In the last two decades, Ottawa has cut just over $10-million in transfers to provinces that violate the Canada Health Act, a tiny fraction of the billions the federal government sends to provincial governments for health costs. (The Canada Health Transfer is expected to top $36-billion in 2016-17 alone.)

Saskatchewan is one of five provinces that have never been penalized for violating the Canada Health Act.

The province's MRI Facilities Licensing Act allows private clinics to charge individual patients or third-party organizations – including the Workers' Compensation Board and the Saskatchewan Roughriders football team – for their scans. The two private clinics in Regina that have joined the program then have to provide a free scan of equal diagnostic complexity to a patient on the public waiting list within 14 days.

The cost of an MRI scan varies and the government is not tracking what the private clinics charge, according to a spokeswoman for the Saskatchewan Health Minister. The legislation does not limit the fee.

The program has led to more than 2,200 MRI scans in nine months at no cost to the public purse. The waiting list for MRIs was 700 patients shorter in the most recent three-month update than it was the three months before.

Bacchus Barua, senior economist for health-care studies with the Fraser Institute, a think tank that favours more private options in medicare, said the program is another example of how successfully Saskatchewan has tackled waiting times.

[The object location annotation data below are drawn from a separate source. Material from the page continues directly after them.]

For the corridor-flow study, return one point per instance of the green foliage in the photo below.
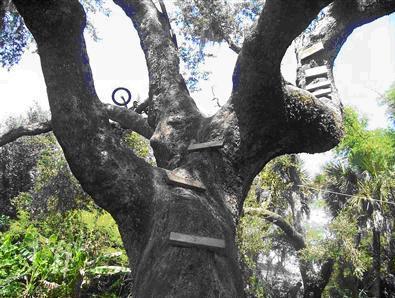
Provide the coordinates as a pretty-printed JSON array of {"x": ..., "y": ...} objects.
[
  {"x": 368, "y": 150},
  {"x": 58, "y": 256},
  {"x": 250, "y": 234},
  {"x": 15, "y": 38}
]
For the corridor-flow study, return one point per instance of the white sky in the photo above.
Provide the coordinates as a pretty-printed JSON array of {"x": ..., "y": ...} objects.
[{"x": 365, "y": 65}]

"If there's any province that we (or Minister Philpott, in this case) should be looking at for lessons on how to reduce wait times, it's probably Saskatchewan," he said by e-mail.

Saskatchewan is planning to expand the two-for-one program to cover CT scans next year.

"The federal government has told us for a long time to be innovative in health-care delivery," Mr. Reiter told reporters Monday. "We think that's what we're doing."

Dr. Philpott disagreed. Saskatchewan's approach is "bad policy" that allows the well-off to buy their way to the front of the queue, she told reporters in Ottawa.

"The fact that they brought their waiting list under control [proves] that they have the capacity to deliver the care, but those people already paid for that care through their taxes. They shouldn't have to pay again," she said.